On Jun 17, 2017, at 10:54 PM, Georgios Markomanolis <georgios.markomanolis@kaust.edu.sa> wrote:

Hello everybody,
 
Today I had the chance to work with John for some time and we decided to make a first version of the script. I attach it, we have tested it on our Cray Burst Buffer at KAUST and it works without issues, I have to tune it a bit for better performance. We tried to create some variables to be easy to modify. The script calculates everything automatic. We need to clarify what we want as final result, now it follows the formula of the previous email with the geometric means.
 
Some topics for discussion, why do we need to run mdtest and IOR for 5 minutes minimum? For example, in our system with more than 1TB/s IOR, I need to create 300TB+ in 5 minutes on BB. Is it not reasonable to create a file a bit more than the half memory of the reserved resources? Do you think that there is a chance of caching by using more than half memory? For mdtests, creating millions of files can hurt the filesystem and especially Lustre. We had some real cases that Lustre could not handle. 
 
Just FYI, the above contains a small correction to the proposal I sent that George and I figured out while we were running.  The original idea was modeled after Jim Gray’s sort benchmark which was to see how much could be sorted in 1 minute.  Originally it was called Terasort and was how quick to sort a terabyte but after a few years a terabyte was so small that the test was effectively testing only how quickly you could launch a job.

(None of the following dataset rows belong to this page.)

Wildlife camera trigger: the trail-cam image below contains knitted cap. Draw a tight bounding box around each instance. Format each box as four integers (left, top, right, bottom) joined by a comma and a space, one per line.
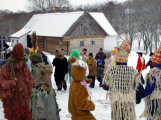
151, 45, 161, 63
11, 43, 24, 60
106, 51, 111, 55
115, 34, 131, 63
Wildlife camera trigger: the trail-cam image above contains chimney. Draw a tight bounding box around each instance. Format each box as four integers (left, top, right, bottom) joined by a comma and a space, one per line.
55, 7, 60, 12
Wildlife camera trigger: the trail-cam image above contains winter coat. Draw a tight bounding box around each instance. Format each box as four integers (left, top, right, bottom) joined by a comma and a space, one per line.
88, 59, 97, 76
97, 64, 104, 78
79, 52, 88, 62
104, 56, 113, 74
145, 58, 154, 69
31, 82, 60, 120
136, 57, 145, 70
95, 52, 106, 65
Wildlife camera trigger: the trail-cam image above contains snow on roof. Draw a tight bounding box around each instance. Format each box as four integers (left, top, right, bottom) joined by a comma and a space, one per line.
11, 11, 117, 38
10, 29, 31, 38
89, 12, 117, 36
24, 12, 84, 37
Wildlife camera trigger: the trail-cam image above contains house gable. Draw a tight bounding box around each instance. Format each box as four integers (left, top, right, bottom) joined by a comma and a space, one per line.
64, 12, 107, 38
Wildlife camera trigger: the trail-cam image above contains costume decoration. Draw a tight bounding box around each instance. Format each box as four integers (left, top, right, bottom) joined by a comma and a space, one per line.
0, 43, 34, 120
52, 48, 68, 90
104, 34, 141, 120
30, 63, 60, 120
68, 57, 96, 120
151, 45, 161, 64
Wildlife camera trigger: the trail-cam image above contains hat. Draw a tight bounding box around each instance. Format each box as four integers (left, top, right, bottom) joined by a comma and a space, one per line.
106, 51, 111, 55
89, 53, 93, 57
115, 34, 131, 63
24, 48, 30, 54
151, 45, 161, 63
149, 52, 153, 56
100, 48, 103, 50
137, 52, 142, 56
98, 59, 102, 63
11, 43, 24, 60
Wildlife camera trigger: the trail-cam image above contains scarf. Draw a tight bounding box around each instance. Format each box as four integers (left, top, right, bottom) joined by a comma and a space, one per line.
81, 81, 92, 95
87, 57, 93, 65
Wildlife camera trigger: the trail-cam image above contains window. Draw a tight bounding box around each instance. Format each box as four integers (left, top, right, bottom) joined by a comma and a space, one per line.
60, 40, 62, 46
43, 38, 47, 49
17, 40, 18, 43
12, 39, 14, 43
80, 41, 84, 46
91, 40, 95, 46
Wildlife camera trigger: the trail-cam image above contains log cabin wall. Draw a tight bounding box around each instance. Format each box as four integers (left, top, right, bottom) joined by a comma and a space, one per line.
37, 36, 69, 54
69, 36, 105, 55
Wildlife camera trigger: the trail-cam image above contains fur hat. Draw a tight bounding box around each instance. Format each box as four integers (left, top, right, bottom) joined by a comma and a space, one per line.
115, 34, 131, 63
11, 43, 24, 60
151, 45, 161, 63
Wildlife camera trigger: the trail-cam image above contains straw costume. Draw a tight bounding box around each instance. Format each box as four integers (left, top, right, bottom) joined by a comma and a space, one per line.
104, 35, 141, 120
68, 57, 96, 120
0, 43, 34, 120
141, 45, 161, 120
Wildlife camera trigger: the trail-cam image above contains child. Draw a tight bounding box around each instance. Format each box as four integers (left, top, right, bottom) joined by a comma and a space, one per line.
30, 63, 60, 120
97, 59, 104, 87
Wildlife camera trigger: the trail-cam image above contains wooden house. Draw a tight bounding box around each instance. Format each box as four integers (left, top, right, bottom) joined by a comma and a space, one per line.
10, 11, 117, 54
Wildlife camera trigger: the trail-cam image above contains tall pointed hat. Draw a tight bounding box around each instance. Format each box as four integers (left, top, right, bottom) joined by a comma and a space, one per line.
115, 34, 131, 63
151, 45, 161, 64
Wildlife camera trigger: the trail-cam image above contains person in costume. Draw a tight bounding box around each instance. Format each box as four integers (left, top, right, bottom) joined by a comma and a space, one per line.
104, 35, 141, 120
52, 48, 68, 90
139, 45, 161, 120
66, 49, 81, 83
30, 63, 60, 120
68, 56, 96, 120
87, 53, 97, 88
0, 43, 34, 120
136, 52, 145, 84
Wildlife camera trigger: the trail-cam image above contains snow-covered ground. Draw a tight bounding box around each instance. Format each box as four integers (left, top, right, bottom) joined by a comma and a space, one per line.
0, 41, 152, 120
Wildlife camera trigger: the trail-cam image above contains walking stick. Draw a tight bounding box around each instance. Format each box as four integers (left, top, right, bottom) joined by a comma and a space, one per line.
11, 87, 15, 120
10, 78, 22, 120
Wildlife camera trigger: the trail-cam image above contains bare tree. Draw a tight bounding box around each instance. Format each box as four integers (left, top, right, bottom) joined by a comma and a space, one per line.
27, 0, 71, 12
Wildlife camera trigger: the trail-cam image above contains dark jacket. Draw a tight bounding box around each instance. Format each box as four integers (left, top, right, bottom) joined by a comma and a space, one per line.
145, 58, 153, 68
41, 53, 48, 64
95, 52, 106, 65
97, 64, 104, 78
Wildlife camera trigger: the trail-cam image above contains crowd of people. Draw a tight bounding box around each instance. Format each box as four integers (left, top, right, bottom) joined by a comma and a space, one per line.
0, 33, 160, 120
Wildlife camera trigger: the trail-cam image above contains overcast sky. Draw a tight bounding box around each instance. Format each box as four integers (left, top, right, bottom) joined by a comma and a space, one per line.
0, 0, 127, 12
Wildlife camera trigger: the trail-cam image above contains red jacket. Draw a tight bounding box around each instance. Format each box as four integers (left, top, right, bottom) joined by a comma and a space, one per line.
136, 57, 145, 70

So we said how much you can do in 5 minutes.  But when we ran the test we realized it was better to use the IOR self-reported numbers for bandwidth because they exclude the MPI start-up and finalize times which is a more accurate reflection of IO.  But then we realized that people could run for only a small amount of time and satisfy the 5 minute limit and get a high bandwidth reported from IOR because they did a small amount of IO which fit in server-side caches which don’t necessarily respect a sync command.

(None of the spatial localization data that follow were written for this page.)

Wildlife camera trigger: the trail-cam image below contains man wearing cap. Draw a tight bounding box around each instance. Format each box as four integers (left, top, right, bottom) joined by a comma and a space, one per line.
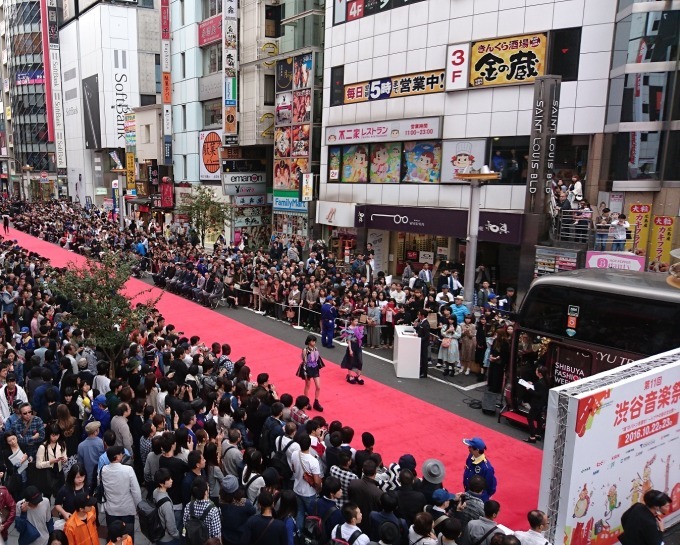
426, 489, 455, 534
320, 296, 337, 349
78, 420, 104, 490
0, 372, 27, 422
451, 295, 471, 324
64, 494, 99, 545
462, 438, 497, 502
15, 486, 52, 545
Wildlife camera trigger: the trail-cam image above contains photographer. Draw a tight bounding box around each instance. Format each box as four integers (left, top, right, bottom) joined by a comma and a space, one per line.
454, 475, 486, 529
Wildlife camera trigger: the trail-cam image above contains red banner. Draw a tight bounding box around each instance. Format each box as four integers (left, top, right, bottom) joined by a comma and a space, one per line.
160, 182, 174, 208
198, 15, 222, 47
161, 0, 170, 40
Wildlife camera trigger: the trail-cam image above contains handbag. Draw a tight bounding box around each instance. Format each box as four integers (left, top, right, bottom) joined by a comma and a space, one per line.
299, 452, 316, 487
441, 338, 452, 348
295, 362, 308, 379
358, 314, 368, 324
16, 511, 40, 545
427, 312, 439, 328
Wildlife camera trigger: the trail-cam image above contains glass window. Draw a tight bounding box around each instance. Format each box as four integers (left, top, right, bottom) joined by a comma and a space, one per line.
341, 145, 369, 182
612, 11, 679, 68
607, 72, 675, 125
548, 28, 581, 82
662, 131, 680, 180
369, 143, 401, 183
202, 0, 222, 18
265, 5, 281, 38
204, 99, 221, 127
264, 75, 275, 106
401, 141, 442, 183
606, 131, 664, 180
203, 44, 222, 75
328, 146, 341, 181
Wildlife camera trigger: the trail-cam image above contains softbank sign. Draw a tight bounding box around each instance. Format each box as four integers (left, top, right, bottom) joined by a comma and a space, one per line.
114, 49, 131, 144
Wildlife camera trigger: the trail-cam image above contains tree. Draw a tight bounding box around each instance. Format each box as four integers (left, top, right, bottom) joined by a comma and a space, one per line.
52, 252, 162, 369
177, 185, 232, 247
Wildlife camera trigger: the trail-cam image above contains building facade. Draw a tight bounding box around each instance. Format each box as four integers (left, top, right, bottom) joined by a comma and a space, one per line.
319, 0, 680, 292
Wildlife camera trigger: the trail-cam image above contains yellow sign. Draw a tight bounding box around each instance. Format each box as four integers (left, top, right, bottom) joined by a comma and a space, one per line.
649, 216, 674, 272
344, 70, 445, 104
126, 152, 136, 189
627, 203, 652, 254
5, 106, 10, 120
469, 33, 547, 88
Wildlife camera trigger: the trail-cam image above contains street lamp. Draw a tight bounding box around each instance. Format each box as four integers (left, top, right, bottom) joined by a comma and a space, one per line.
21, 165, 33, 202
455, 171, 501, 309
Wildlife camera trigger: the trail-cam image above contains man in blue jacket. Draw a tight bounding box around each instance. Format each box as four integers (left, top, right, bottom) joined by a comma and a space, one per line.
462, 437, 496, 502
320, 296, 337, 349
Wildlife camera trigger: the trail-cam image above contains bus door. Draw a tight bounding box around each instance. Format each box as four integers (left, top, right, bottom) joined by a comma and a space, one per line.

So the new proposal is to do at least a minimum of 5 minutes.  To try to get consistent numbers, I think we should also set a maximum time.  So I propose that we’ll use the self-reported IOR/mdtest results iff the self-reported IO time is between 5 and 5.5 minutes.

Thanks,

John

I think we should start a repository and update there, we can have optimum parameters per site also.
 
The BW of IOR are located in ior_$JOBID with details, for example:
 
Bandwidth 1 is  774570.92 MB/s and duration is  17.30 seconds
Bandwidth 2 is  123680.01 MB/s and duration is   7.78 seconds
Bandwidth 3 is 1250231.51 MB/s and duration is  10.72 seconds
Bandwidth 4 is   83650.59 MB/s and duration is  11.51 seconds
 
and the mdtests in the file mdt_$JOBID.
 
The script is prepared with SLURM commands and in this example I have used 2048 compute nodes, so feel free to adapt.
 
In case that we use Lustre, we need to run the experiment on another striped folder. Even for BB, I need to increase the MPI I/O aggregators in the case of shared file, but at least we have a first version for now.
 
See you at BOF.
 
Best regards,
George
 
________________________________________
George Markomanolis, PhD
Computational Scientist
KAUST Supercomputing Laboratory (KSL)
King Abdullah University of Science & Technology
Al Khawarizmi Bldg. (1) Room 0123
Thuwal
Kingdom of Saudi Arabia
Mob:   +966 56 325 9012
Office: +966 12 808 0393
 
From: IO-500 <io-500-bounces@vi4io.org> on behalf of Julian Kunkel <juliankunkel@googlemail.com>
Date: Saturday, 17 June 2017 at 9:42 AM
To: "io-500@vi4io.org" <io-500@vi4io.org>
Subject: [IO-500] Detailed benchmark proposal
 
Somehow the mail from John did not get through, so here it is (if there is an email issue please mail me). Thanks also for all those, we had discussions with, besides the Dagstuhl meeting...
 

Von: John Bent <John.Bent@seagategov.com>
Gesendet: 16. Juni 2017 22:30:23 MESZ
An: "io-500@vi4io.org" <io-500@vi4io.org>
Betreff: Detailed benchmark proposal

All, 


Sorry for the long silence on the mailing list. However, we have made some substantial progress recently as we prepare for our ISC BOF next week.  For those of you at ISC, please join us from 11 to 12 on Tuesday in Substanz 1&2.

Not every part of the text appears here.